Constellation Connections

Our Beliefs and Values Reflected in the Stars

What do you see?

The lesson will begin by students "stargazing" under their tables.

Each table will have a night sky image taped to the bottom of the table. Students will be asked to spend a few minutes gazing at the stars and imaging how they could connect them to create a figure.

Students will gather as a whole group on the carpet to share what they saw. Answers will be recorded by the teacher on a large paper and set aside for further discussion later in the lesson.

What did they see?

Explain that over the years, people all over the world were curious of the night sky. They told stories to each other and even named some combinations of stars. These are called constellations.

Read the story The Biggest Pumpkin: A Tale from Africa. Before reading, remind students that the pumpkin was an important food for the people of Africa.


Why do you think ancient people told stories about the stars?

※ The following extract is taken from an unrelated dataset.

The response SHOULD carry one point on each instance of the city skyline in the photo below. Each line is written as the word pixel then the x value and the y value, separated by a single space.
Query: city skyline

Why were people curious about the stars?

Does anyone know why the _______ would value ________?

How did their perspective on the world affect their stories and values?

Why did they see it?

Discuss the first four examples of the Pleiades constellation, asking the probing questions below.

Break into pairs and pass out the constellation matching cards. Stress finding the main idea. Check as a whole class when complete. Constellation Matching Cards:

Complete the 3-2-1 as a reflection with a partner: 3 differences, 2 similarities, 1 word

Share ideas as a whole group.


Does anyone know why the _______ would value ________?

TURN AND TALK: Why didn't everyone in the world have the same story?

Is any culture correct? Is any culture incorrect?

What clue helped you know?

Why did YOU see it?

Project all the values from the homework heart map. Revisit the things they saw while stargazing. Make connections between their values.

Dismiss students to their seats to imbed the photo into educreations. They will record how they connected the stars and what they saw. Students may select the original thing that they saw or another object that is very important to them and reflects their values.

As students finish they will return to their desks to begin writing a legend about how the constellation came to be or why it is so important to be placed in the stars.


Why are our perspectives different from ancient people's?

How does your constellation display your beliefs and values?

What affects your perspective?


Share constellations with others.

Visit and leave an answer to one of the questions.